De aanschaf van een nieuwe auto is met ingang van volgend jaar een prijzige aangelegenheid. Niet door gewone prijsverhogingen. Nee, nieuwe emissienormen van de Europese Unie zorgen ervoor dat de autokoper fors dieper in de buidel moet tasten.
In de gehele Europese Unie zijn er vanaf 1 januari 2020 uitermate strenge emissienormen van kracht. Die staan bekend onder de afkorting CAFE – van Combined Average Fuel Economy. Ze komen er kortweg op neer dat alle auto’s die in 2020 in de EU nieuw worden verkocht samen niet meer dan 95 gram CO2 per kilometer mogen uitstoten.
CAFE heeft forse consequenties voor autofabrikanten. Als een fabrikant één exemplaar van een auto met een dorstige motor verkoopt, moeten daar een of meerdere verkochte elektrische auto’s tegenover staan. Op die manier moet de gemiddelde CO2-uitstoot van de fabrikant onder de norm van 95 gram per kilometer blijven.

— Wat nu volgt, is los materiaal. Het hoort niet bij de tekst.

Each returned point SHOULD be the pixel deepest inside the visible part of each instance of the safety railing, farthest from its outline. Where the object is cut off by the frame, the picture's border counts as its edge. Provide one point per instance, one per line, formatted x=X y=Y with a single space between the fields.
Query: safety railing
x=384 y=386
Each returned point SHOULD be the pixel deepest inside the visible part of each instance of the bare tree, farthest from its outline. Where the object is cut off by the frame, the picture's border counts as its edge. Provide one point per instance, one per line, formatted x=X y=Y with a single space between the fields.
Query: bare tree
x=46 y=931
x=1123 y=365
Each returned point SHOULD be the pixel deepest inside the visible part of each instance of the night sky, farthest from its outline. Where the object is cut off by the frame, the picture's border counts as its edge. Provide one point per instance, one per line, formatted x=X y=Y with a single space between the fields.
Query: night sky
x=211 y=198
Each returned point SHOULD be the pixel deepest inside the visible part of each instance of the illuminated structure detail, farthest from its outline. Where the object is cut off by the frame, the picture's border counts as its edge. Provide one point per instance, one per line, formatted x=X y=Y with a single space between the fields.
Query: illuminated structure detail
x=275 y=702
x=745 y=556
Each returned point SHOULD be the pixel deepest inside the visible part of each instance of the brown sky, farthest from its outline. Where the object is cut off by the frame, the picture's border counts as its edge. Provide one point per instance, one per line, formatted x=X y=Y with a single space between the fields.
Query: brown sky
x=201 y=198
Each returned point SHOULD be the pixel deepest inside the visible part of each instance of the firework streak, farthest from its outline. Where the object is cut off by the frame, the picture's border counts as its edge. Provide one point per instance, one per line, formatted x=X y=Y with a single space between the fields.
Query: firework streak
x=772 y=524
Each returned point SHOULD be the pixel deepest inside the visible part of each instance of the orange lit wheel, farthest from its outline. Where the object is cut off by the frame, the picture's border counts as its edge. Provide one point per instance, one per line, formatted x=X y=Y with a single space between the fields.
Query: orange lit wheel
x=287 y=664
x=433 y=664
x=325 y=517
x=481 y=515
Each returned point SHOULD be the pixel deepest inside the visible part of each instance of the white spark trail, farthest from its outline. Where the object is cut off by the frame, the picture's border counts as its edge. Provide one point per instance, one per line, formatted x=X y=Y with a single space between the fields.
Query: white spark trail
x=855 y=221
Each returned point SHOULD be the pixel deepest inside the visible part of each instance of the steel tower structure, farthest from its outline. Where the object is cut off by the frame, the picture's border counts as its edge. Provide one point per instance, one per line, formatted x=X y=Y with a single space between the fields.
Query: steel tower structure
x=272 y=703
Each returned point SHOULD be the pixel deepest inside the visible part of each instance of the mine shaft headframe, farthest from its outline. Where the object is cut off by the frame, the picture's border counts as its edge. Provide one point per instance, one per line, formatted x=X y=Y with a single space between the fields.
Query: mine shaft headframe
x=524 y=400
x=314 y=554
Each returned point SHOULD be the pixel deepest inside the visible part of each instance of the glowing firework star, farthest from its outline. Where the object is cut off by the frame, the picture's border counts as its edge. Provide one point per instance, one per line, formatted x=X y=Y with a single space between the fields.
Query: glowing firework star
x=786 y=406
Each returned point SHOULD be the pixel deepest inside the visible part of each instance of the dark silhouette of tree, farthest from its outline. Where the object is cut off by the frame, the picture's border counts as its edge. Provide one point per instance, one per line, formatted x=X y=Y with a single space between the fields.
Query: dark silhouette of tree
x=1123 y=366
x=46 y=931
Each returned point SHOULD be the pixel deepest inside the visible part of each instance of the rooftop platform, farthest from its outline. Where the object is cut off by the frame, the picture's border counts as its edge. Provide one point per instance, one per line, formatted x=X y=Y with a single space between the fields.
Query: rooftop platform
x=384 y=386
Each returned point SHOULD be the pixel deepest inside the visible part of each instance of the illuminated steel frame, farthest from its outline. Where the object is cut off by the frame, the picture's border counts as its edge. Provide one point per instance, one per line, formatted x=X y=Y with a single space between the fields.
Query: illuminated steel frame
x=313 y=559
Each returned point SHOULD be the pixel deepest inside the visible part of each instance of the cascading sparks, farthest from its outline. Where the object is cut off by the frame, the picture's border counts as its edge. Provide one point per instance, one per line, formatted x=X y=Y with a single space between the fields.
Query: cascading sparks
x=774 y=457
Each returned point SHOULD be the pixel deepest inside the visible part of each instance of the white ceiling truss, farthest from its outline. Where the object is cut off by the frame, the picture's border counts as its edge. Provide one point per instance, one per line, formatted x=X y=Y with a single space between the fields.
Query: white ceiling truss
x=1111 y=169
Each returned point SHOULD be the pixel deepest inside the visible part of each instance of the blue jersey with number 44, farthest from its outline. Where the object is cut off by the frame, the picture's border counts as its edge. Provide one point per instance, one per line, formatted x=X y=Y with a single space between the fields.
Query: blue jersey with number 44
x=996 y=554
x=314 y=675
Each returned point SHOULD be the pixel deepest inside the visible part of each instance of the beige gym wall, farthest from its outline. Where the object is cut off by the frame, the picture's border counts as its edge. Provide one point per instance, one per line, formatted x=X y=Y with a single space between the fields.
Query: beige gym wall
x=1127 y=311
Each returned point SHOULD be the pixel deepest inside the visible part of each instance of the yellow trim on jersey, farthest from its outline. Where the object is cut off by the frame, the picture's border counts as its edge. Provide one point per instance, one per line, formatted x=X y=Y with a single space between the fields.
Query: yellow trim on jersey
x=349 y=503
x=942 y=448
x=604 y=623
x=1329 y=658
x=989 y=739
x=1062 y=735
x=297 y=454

Een autofabrikant kan de gemiddelde uitstoot positief beïnvloeden door meer volledig elektrische auto’s te verkopen. Ook plug-inhybrides en ultrazuinige diesels staan aan de goede kant van het spectrum. De fabrikanten voeren bovendien bij zuinige benzinemodellen ook verbeteringen door om de CO2-uitstoot terug te dringen. Ze maken auto’s bijvoorbeeld lichter en gestroomlijnder, monteren banden met een extreem lage rolweerstand en installeren energiezuinige ledverlichting. De ontwikkelingsafdelingen van alle autofabrikanten draaien momenteel in de hoogste versnelling om alles op tijd op orde te krijgen.

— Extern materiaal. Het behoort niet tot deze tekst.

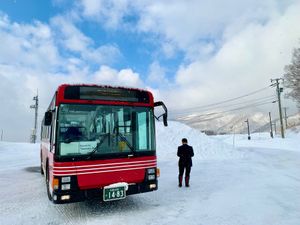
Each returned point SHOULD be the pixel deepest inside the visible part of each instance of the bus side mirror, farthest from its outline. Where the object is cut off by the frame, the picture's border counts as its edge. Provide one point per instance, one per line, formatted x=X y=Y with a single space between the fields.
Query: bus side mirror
x=164 y=115
x=48 y=118
x=165 y=119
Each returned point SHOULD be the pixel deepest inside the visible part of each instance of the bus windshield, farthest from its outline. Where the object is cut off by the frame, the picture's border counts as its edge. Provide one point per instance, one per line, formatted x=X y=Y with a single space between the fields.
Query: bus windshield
x=104 y=129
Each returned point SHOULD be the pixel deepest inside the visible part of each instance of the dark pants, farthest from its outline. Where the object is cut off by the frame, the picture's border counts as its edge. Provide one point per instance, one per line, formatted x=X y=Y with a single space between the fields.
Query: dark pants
x=187 y=170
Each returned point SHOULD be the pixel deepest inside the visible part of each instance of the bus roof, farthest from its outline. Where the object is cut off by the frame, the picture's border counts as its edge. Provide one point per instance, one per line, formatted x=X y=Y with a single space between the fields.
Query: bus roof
x=103 y=94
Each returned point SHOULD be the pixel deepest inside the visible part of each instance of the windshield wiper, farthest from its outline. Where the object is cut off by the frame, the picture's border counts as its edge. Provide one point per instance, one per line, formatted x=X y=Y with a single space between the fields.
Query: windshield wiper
x=96 y=147
x=123 y=138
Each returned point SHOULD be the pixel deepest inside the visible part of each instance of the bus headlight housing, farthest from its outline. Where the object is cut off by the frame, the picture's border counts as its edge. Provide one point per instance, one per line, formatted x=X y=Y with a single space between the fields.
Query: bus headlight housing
x=66 y=179
x=65 y=187
x=151 y=177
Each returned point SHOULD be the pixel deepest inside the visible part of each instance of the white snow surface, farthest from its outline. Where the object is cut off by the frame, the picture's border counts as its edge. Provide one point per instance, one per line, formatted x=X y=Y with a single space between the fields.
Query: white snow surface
x=234 y=181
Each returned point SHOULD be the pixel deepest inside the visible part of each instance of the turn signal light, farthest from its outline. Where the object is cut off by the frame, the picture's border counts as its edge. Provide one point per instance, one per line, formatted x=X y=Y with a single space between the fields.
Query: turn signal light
x=157 y=172
x=55 y=183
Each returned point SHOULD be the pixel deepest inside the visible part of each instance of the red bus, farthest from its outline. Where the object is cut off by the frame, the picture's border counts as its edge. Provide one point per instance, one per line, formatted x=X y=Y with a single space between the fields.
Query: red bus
x=99 y=142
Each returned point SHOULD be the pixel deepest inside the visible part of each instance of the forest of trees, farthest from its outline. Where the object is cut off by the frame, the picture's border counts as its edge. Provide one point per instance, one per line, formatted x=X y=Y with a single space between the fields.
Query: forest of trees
x=292 y=77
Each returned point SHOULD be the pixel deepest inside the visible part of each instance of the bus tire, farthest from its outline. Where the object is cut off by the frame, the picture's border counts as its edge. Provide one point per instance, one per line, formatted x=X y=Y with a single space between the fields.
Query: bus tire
x=49 y=193
x=42 y=170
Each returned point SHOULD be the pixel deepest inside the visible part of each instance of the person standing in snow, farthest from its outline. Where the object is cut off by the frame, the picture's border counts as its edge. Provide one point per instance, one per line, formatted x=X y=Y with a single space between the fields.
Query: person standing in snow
x=185 y=154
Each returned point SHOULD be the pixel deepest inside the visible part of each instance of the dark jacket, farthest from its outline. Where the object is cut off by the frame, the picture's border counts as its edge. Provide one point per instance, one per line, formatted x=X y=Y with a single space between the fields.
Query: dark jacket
x=185 y=154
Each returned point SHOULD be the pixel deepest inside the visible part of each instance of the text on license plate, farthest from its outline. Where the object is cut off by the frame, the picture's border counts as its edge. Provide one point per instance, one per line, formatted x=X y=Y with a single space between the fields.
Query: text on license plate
x=114 y=193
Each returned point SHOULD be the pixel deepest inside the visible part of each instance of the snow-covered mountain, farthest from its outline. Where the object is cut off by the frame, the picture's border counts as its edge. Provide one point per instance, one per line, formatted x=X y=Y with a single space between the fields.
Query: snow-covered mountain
x=235 y=123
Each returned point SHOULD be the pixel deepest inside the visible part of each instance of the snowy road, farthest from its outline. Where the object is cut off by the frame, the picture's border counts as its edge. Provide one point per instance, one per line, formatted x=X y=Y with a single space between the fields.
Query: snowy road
x=262 y=187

Een van de gevolgen van CAFE is dat bepaalde opties gaan meetellen voor de CO2-uitstoot. Kopers kunnen die niet meer los bestellen; ze zijn automatisch gekoppeld aan duurdere uitrustingsvarianten. Neem bijvoorbeeld een schuifdak. Dat is een relatief zware luxevoorziening. Hoe zwaarder een auto is, hoe hoger het verbruik en dus hoe hoger de CO2-uitstoot.

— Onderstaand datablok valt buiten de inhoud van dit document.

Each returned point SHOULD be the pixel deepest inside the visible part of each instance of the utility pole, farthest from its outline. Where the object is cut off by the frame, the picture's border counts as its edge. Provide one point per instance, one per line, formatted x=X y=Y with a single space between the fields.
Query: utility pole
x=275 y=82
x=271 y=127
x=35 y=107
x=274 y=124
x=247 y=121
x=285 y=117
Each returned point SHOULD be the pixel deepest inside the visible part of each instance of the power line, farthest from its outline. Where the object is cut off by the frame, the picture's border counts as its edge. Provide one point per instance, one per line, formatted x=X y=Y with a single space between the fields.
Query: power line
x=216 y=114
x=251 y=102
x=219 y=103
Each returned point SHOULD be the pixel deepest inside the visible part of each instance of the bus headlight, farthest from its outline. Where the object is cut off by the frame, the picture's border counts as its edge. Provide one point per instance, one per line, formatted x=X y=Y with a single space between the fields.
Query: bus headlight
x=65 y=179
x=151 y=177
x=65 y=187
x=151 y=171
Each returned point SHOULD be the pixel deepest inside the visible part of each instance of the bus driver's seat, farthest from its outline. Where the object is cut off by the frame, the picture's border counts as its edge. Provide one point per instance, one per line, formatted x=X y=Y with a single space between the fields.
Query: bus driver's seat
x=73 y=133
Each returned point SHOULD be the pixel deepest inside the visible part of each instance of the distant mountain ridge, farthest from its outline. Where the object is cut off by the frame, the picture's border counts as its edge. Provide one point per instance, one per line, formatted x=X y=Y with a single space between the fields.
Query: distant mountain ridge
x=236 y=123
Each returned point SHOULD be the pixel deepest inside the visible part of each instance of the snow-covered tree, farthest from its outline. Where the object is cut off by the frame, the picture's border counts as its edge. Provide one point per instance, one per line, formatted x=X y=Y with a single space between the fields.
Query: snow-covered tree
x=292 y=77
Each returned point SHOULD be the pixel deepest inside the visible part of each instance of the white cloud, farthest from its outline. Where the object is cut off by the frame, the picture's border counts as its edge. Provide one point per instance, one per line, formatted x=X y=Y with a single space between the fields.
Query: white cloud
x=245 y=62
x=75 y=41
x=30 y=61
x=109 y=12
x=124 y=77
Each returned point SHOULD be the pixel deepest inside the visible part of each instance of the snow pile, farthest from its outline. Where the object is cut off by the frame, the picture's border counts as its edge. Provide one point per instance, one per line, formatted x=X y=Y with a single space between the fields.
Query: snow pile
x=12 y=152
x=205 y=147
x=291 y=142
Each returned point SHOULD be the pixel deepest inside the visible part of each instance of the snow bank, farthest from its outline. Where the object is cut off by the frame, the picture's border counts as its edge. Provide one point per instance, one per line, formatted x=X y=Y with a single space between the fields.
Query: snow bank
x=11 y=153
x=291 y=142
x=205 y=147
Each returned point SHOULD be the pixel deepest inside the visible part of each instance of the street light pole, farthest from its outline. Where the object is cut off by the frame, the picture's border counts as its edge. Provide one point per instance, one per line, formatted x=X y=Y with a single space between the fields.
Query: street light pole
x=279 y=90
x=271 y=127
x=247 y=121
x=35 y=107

Van alle varianten van alle modellen moeten de fabrikanten verbruikstesten uitvoeren volgens de officiële norm. Inclusief bepaalde opties die invloed hebben op het verbruik. Een fabrikant kan doorgaans goed inschatten hoe modellen en uitvoeringen het in de verkoop zullen doen. Maar als onverwacht veel klanten voor een schuifdak zouden kiezen, kan de CO2-uitstoot van de hele modelreeks ineens omhooggaan. En dan klopt de rekensom van de fabrikant niet meer.
SUV
Robert-Jan Dekkers, directeur energietransitie bij PSA Nederland (Peugeot, Citroën, DS en Opel), ziet nog een trend die de CO2-uitstoot van een fabrikant opdrijft. „De laatste jaren zijn er veel SUV’s verkocht. Die verbruiken meer brandstof dan een gestroomlijnde, lichte, lage auto. In ons modellenprogramma is daardoor de gemiddelde CO2-uitstoot gestegen. We lagen prima op koers in 2016 met een gemiddelde van 102 gram per kilometer. Maar in 2019 komen we uit op 114 gram per kilometer.”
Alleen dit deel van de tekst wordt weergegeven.